Worth resident Ron Miller taught his daughter, Destiny, how to bowl when she was 7 years old.

He did a good job.

Destiny, at age 20, owns a higher career series than does Ron.

“He’s never had an 800. He’s kind of jealous,” Destiny Miller said with a laugh after tossing one of the highest series of the season among Southland women bowlers Jan 28.

Miller, whose previous high series was a 759, shot 300, 269 and 279 for an 848 in her Tuesday night Queen’s Team league at Arena Lanes.

“I was shocked,” she said. “I expected to bowl good that night ... but not that great.”

Miller carries a 207 average in her Tuesday night league, and also bowls in weekly leagues at Arena on Sunday and Monday, and in an every-other-week league on Saturdays.

“I love that everybody can do it (bowling),” she said. “There is a guy on Sunday night who is (partially) blind and he can still bowl. Handicapped children can bowl, and you can use a rail to bowl if you need it.

“That’s what I like most about bowling. It’s a sport that everyone can do.”

As a student at Shepard High School, Miller qualified for state as a senior in 2012 and advanced to the second day of the tournament. She had one three-game set on Day 2 where she shot a 278-237-235-750, helping boost her from 47th place to 24th.

“It was really fun,” she said. “I didn’t expect to do that great, because I was doing really badly the day before. Actually, the set before the 750 I was doing really badly.”

The 300 game Miller shot Jan. 28 was her first. Her previous high score was a 299 in 2011 in a junior pro league at Orland Bowl. She left a three pin on her final ball.

This time, she cleared the rack with her 15-pound Jigsaw Hammer.

“I was nervous (in the 10th frame). I was shaking,” Miller said. “Everybody was like, ‘You looked so calm and you looked like you weren’t nervous at all. But I was like, ‘Oh, I was.’

“I was really happy with the game. There was one or two (shots) that might have been a little high, but the rest were in the pocket.”

Miller left her first 10 pin in the third frame of the second game. She left two more en route to her best-ever series.

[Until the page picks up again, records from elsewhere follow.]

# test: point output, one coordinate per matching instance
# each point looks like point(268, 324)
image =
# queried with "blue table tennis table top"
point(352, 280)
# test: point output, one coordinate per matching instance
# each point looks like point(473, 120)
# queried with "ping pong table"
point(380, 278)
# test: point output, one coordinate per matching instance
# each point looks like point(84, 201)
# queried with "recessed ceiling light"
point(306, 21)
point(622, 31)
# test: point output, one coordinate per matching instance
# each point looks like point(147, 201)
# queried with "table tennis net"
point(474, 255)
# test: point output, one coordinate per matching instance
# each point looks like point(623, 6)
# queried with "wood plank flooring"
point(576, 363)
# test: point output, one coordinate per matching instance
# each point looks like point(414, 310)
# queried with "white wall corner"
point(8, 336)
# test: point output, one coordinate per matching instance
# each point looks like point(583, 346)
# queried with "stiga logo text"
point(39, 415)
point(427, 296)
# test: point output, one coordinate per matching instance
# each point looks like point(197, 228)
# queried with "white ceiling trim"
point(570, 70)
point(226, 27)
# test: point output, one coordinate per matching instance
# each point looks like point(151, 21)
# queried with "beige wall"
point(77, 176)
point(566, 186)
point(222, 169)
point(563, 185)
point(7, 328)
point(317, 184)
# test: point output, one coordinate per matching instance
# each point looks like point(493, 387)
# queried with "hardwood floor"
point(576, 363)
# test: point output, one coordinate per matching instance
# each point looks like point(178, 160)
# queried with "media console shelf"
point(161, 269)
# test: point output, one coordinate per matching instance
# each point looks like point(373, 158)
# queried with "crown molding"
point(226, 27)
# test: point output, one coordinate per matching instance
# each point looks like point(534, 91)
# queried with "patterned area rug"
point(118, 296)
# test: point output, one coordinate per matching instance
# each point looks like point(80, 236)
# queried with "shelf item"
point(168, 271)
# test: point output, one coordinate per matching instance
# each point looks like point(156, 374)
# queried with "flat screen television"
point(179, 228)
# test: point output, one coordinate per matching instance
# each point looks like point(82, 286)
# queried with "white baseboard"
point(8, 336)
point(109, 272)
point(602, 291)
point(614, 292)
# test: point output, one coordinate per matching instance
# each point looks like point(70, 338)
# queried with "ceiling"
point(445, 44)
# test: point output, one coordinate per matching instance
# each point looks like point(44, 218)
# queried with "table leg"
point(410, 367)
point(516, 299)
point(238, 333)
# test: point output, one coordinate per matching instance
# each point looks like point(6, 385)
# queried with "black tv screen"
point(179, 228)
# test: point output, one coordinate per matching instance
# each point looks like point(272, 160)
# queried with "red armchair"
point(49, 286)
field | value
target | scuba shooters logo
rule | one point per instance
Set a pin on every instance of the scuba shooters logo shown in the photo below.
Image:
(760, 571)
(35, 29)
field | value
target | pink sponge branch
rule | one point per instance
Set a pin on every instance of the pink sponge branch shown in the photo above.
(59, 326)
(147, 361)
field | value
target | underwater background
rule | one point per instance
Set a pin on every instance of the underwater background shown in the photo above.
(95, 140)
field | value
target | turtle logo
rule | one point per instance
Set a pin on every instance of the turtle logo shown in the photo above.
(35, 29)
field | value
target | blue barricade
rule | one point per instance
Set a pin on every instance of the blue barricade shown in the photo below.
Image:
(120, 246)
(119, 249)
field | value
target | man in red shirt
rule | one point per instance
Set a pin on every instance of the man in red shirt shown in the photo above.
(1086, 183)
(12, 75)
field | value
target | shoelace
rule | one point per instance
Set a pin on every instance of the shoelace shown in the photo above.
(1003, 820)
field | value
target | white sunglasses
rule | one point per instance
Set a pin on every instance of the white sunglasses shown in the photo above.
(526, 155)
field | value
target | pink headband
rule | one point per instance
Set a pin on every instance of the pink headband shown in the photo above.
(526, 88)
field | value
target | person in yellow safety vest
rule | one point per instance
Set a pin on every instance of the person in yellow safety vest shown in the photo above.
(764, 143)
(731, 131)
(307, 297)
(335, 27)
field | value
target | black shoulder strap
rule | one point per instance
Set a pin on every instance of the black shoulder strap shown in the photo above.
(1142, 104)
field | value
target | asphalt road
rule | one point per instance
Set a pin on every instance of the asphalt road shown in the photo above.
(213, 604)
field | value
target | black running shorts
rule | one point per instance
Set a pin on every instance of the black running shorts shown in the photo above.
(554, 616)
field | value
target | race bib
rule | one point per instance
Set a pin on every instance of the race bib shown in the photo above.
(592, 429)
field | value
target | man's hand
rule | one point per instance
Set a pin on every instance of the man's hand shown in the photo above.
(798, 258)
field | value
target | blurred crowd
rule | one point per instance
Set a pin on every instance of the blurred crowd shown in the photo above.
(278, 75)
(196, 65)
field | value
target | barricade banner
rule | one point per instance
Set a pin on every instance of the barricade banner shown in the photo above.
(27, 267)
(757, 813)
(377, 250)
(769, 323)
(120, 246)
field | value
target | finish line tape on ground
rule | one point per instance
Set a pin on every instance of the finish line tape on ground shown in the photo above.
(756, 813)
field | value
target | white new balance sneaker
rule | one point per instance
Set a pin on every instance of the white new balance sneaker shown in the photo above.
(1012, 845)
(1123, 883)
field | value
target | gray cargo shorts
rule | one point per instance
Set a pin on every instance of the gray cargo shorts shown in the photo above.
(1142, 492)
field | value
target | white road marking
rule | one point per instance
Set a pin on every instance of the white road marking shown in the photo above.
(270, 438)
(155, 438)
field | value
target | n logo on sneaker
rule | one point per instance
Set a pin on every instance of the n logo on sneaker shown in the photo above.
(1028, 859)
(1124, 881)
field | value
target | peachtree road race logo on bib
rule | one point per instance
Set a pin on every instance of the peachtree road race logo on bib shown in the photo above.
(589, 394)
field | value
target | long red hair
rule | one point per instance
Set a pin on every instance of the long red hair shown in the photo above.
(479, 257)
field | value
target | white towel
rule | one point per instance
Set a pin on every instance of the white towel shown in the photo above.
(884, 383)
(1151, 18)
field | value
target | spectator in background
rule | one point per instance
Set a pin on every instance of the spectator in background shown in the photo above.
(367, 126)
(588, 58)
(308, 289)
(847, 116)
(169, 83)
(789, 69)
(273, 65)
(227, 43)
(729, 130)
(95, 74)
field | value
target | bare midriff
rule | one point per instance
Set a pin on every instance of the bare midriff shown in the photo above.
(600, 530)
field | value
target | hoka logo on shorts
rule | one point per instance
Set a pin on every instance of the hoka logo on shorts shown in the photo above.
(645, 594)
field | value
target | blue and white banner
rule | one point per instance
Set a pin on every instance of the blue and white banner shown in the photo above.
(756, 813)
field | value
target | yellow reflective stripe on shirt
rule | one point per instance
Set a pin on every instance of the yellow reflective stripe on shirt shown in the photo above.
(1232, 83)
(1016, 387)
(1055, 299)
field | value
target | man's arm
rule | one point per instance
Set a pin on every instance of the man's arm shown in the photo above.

“It started sinking in after the middle of the second game,” Miller said. “I was like, ‘Wow, I could actually do this.’ My friend, Sarah (Klawitter), she bowls for high school (Evergreen Park) and recently shot an 806. I wanted to beat her.”

Miller, who works at Arena Lanes and is a nursing student, said one of her next goals is to compete in the “Queen’s Tournament” in Reno, Nev.

Plus, there’s another number to chase.

Miller still has seven 300 games to go to catch her dad.